When did so many in the home of the brave become such fraidy-cats and worrywarts? I could be way off-base here, but it sure seems to me more Americans are more afraid of more things nowadays than at any time I can recall. I get it, a lot’s changing around us, and change is hard. I get it, we’re being propagandized to death, constantly told to be afraid of this or that.
Whatever the cause, we’re afraid for our safety and security. Arm ourselves to the teeth on account of that fear. Build gated communities with home security systems and video surveillance.
We’re afraid to take chances. Carry that risk aversion around with us, affecting everything from our relationships to our career choices. We’re afraid to speak up. Keep deeply held convictions to ourselves for fear of some steep price that will inevitably have to be paid for outspokenness.
I’ve written before about growing up on the farm, how we didn’t have locks on our doors. I wrote about my dad returning from war, vowing never to pick up a gun again. Never did. When awakened in the middle of the night by the sounds of a suspected intruder or other disturbance, he’d grab a baseball bat and disappear into the darkness to restore order.
What happened to the kind of fearlessness I witnessed in him? Where’d it go? No answers to these questions come readily to mind, only more questions. Why should I, why should you, why should anyone fear starting over, or retiring? In the grand scheme of things, what’s the big deal with giving up a little comfort or prestige if it means making way for someone else to get theirs? What’s really lost?

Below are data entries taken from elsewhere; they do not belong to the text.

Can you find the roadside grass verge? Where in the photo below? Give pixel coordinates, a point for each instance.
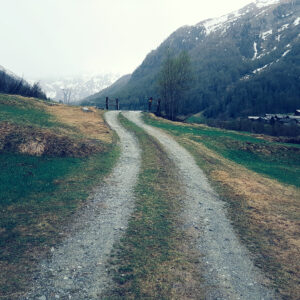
(276, 160)
(265, 212)
(25, 111)
(39, 195)
(154, 259)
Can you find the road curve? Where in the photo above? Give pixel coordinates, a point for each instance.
(229, 271)
(76, 269)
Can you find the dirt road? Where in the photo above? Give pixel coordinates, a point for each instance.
(228, 269)
(77, 267)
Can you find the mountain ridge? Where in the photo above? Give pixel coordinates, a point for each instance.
(245, 46)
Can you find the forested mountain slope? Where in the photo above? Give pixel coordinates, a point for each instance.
(246, 62)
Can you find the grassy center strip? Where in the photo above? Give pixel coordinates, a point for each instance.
(153, 260)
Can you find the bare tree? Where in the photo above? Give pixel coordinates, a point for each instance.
(173, 81)
(67, 95)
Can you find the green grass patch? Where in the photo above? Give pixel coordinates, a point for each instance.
(150, 261)
(24, 111)
(38, 196)
(276, 160)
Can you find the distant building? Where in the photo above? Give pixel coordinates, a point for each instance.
(286, 119)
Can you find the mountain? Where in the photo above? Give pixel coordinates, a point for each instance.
(246, 62)
(10, 83)
(78, 87)
(117, 85)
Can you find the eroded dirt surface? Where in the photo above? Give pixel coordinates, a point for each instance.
(77, 268)
(229, 271)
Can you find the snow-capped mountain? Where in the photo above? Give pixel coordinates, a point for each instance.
(244, 62)
(77, 88)
(10, 73)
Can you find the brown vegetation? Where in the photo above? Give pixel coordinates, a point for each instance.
(38, 141)
(266, 215)
(89, 124)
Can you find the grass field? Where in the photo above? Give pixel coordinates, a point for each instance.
(259, 181)
(40, 194)
(154, 259)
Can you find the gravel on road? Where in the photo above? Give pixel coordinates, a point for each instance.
(77, 268)
(228, 270)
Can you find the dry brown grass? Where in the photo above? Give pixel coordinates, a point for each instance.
(90, 124)
(267, 213)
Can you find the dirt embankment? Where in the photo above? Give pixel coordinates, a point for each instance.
(36, 141)
(77, 134)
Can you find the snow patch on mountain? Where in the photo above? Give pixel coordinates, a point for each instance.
(263, 3)
(265, 34)
(78, 87)
(255, 50)
(297, 21)
(10, 73)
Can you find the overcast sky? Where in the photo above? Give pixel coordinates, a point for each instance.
(56, 38)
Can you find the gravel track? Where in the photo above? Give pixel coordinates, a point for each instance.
(76, 269)
(229, 271)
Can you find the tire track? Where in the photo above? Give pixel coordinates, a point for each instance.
(77, 269)
(229, 271)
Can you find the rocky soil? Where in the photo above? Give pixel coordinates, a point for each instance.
(228, 269)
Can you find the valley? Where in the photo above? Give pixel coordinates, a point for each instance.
(177, 180)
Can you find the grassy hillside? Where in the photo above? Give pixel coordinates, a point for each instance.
(51, 156)
(259, 181)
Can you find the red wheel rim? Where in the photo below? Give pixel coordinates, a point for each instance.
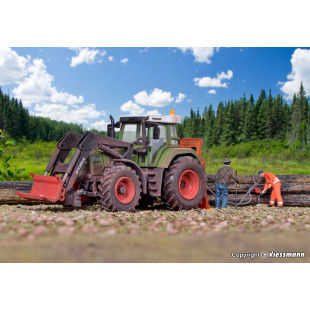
(77, 186)
(125, 190)
(189, 184)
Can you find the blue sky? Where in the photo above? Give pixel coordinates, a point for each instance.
(86, 85)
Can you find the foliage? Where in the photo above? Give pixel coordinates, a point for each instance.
(16, 122)
(244, 120)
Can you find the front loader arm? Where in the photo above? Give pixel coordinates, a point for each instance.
(90, 142)
(59, 177)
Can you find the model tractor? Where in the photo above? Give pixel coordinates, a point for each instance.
(146, 162)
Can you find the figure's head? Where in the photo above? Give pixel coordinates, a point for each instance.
(261, 173)
(227, 162)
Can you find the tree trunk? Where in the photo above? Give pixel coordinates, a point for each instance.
(247, 179)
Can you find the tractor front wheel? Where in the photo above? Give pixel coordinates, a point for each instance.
(184, 184)
(120, 189)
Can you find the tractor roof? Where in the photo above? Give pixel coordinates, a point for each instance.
(167, 119)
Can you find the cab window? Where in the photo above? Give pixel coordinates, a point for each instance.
(157, 144)
(173, 134)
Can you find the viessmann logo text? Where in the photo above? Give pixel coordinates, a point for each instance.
(271, 254)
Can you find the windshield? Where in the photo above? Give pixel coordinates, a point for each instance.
(132, 132)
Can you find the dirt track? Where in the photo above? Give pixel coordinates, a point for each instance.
(56, 234)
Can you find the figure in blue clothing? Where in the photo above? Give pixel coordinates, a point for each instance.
(222, 180)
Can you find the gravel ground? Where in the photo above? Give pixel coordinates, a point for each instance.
(37, 233)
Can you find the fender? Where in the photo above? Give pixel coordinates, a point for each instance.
(164, 158)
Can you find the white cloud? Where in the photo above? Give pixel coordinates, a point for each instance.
(125, 61)
(214, 82)
(132, 108)
(13, 68)
(37, 88)
(157, 98)
(144, 50)
(100, 125)
(180, 98)
(86, 55)
(153, 112)
(201, 54)
(300, 73)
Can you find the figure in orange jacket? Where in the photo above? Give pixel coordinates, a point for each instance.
(274, 182)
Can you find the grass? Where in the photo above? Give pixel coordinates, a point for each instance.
(247, 158)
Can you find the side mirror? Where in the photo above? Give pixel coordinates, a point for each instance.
(156, 133)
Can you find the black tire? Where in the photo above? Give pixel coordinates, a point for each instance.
(146, 202)
(173, 194)
(110, 190)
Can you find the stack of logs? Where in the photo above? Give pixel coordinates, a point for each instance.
(295, 190)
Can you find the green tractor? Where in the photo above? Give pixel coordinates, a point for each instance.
(145, 163)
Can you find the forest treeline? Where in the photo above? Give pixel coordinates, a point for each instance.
(16, 121)
(244, 120)
(233, 122)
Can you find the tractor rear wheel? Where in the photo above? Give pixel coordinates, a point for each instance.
(184, 184)
(120, 189)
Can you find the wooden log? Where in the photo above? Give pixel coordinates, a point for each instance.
(288, 199)
(289, 188)
(247, 179)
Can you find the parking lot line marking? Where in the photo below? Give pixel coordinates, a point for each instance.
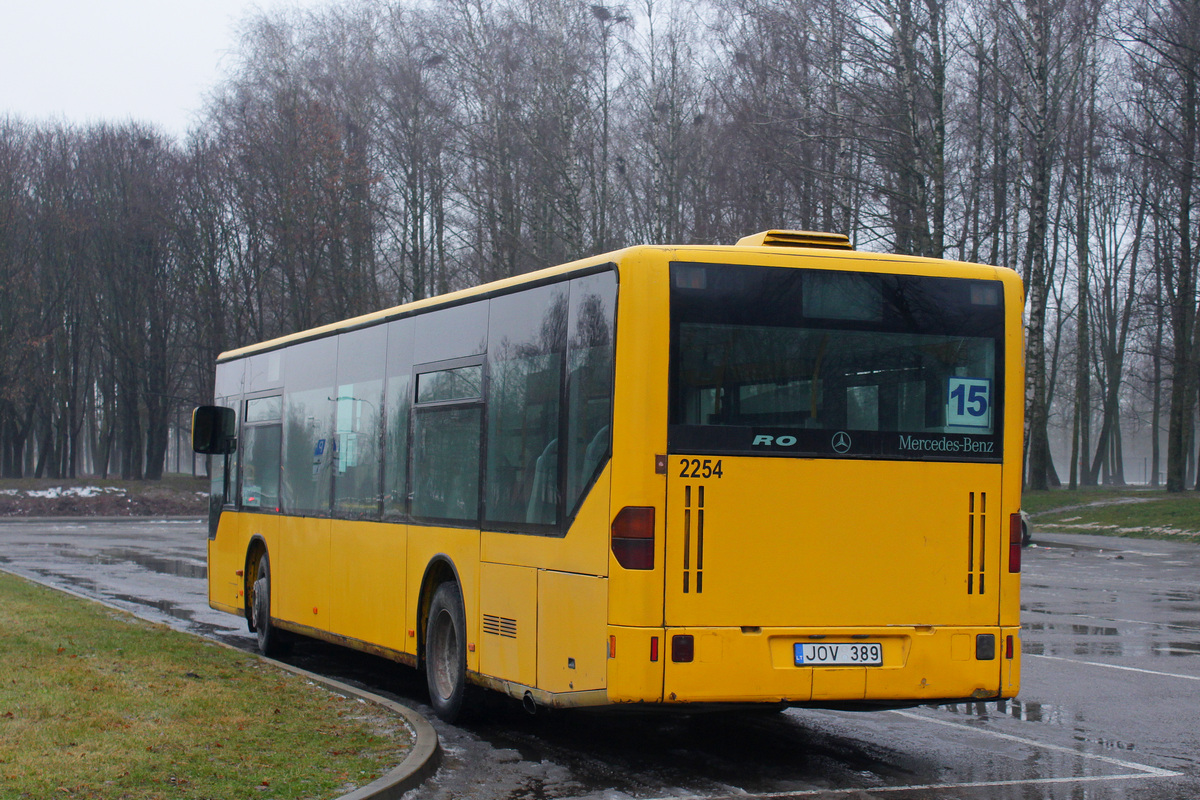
(1097, 663)
(1150, 771)
(915, 787)
(1143, 771)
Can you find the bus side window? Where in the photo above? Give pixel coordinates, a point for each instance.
(592, 326)
(399, 403)
(527, 338)
(309, 444)
(358, 422)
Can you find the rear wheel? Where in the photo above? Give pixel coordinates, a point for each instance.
(270, 638)
(445, 651)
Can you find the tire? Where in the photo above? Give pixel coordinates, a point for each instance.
(445, 651)
(270, 639)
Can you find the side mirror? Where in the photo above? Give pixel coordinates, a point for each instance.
(214, 429)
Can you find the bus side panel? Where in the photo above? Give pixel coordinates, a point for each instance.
(639, 434)
(460, 546)
(585, 549)
(300, 571)
(508, 637)
(1014, 428)
(571, 647)
(636, 656)
(367, 588)
(227, 559)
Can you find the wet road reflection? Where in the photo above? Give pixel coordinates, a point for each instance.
(1110, 686)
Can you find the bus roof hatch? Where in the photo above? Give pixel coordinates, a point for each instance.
(796, 239)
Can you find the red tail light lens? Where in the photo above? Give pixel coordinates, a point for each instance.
(633, 537)
(1014, 542)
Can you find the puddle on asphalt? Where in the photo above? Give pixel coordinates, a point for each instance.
(153, 563)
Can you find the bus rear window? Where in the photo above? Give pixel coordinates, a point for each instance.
(817, 362)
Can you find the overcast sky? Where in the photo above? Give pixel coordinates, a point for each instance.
(84, 61)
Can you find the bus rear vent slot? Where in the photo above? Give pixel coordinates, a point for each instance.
(977, 542)
(694, 522)
(501, 626)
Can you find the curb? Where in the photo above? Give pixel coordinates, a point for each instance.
(24, 519)
(421, 761)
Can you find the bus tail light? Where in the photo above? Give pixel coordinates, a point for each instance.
(633, 537)
(1014, 542)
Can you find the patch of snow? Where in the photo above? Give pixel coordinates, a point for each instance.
(73, 492)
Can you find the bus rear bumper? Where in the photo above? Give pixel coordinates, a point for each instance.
(919, 665)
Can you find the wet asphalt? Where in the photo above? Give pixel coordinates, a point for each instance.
(1109, 704)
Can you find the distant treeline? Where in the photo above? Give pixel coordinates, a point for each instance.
(372, 154)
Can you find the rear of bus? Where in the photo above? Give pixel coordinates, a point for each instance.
(835, 440)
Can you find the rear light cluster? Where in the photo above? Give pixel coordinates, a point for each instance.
(633, 537)
(1014, 542)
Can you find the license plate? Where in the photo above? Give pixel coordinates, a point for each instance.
(839, 654)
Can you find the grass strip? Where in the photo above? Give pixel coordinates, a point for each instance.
(97, 703)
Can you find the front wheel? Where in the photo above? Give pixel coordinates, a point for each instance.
(445, 651)
(270, 638)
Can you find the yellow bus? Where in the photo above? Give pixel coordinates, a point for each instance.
(780, 473)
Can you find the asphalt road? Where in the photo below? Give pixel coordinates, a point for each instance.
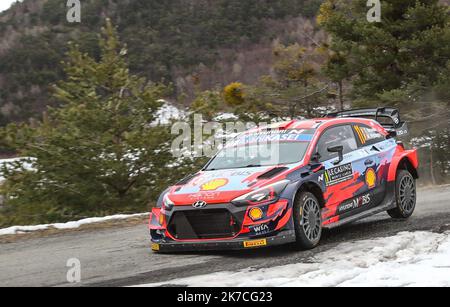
(121, 256)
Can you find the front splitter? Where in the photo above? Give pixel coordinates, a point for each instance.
(284, 237)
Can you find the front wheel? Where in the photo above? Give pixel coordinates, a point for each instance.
(308, 221)
(405, 196)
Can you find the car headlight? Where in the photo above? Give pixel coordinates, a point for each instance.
(168, 204)
(262, 195)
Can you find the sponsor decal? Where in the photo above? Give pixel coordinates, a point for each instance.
(275, 136)
(356, 203)
(371, 178)
(214, 184)
(260, 229)
(255, 243)
(206, 195)
(338, 174)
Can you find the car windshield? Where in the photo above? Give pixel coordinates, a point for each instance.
(270, 149)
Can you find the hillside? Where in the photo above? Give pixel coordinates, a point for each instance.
(188, 43)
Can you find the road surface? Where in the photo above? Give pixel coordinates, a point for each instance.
(121, 256)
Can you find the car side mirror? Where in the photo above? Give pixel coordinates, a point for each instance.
(392, 134)
(339, 150)
(315, 158)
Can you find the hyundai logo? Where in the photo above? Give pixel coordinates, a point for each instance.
(199, 204)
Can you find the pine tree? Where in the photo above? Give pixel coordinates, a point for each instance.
(98, 153)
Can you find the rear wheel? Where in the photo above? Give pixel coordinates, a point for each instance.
(308, 221)
(405, 196)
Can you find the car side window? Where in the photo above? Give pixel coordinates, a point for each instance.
(336, 136)
(368, 135)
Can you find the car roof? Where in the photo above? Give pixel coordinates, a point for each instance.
(315, 124)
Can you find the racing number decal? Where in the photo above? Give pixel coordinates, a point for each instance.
(371, 178)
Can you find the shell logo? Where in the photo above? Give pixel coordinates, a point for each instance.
(214, 184)
(371, 178)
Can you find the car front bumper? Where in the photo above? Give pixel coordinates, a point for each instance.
(283, 237)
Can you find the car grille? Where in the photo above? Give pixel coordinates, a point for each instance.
(203, 224)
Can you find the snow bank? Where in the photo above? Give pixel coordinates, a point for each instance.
(407, 259)
(69, 225)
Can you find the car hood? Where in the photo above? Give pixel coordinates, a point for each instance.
(222, 186)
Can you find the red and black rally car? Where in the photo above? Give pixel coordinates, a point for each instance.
(286, 182)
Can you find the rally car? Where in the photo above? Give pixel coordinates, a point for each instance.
(286, 182)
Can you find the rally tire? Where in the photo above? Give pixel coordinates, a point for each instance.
(308, 221)
(405, 196)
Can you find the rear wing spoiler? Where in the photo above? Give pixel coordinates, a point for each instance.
(389, 118)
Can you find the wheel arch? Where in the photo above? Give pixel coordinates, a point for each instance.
(405, 164)
(408, 160)
(313, 188)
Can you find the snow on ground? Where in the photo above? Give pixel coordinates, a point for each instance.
(407, 259)
(69, 225)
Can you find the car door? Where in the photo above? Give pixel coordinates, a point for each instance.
(343, 191)
(376, 153)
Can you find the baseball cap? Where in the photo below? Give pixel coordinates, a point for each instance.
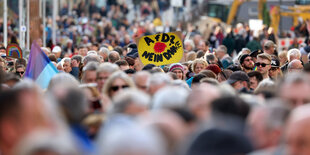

Elusive explanations notwithstanding, all of this sure says a lot about the nation’s prevailing mood and how angst follows us around like a pestering younger sibling. It also suggests a miscomprehension of purpose, that thing we’re all taught to fear losing when we retire. It’s not work we happen to be doing at some point in time. My purpose is to become the person only I am capable of being, your purpose is to be uniquely you. You are one of a kind, so am I.
Aging might come with some cracked branches and fallen limbs, but it doesn’t mean running out of leaves to turn over. When we move on from a job, we don’t leave our purpose behind. If we define our purpose only as the work we do, we don’t ever really get to know ourselves and become who we’re meant to be, and instead live in fear of losing what passes for purpose.
A past boss once asked me where I saw myself in five years. I knew she wanted to know if I had a plan, a career path mapped out for myself. I answered her lamely at the time. I know now what my answer should have been. I’ll be living purposefully, and that means fearlessly, wherever this person I’m becoming is needed most.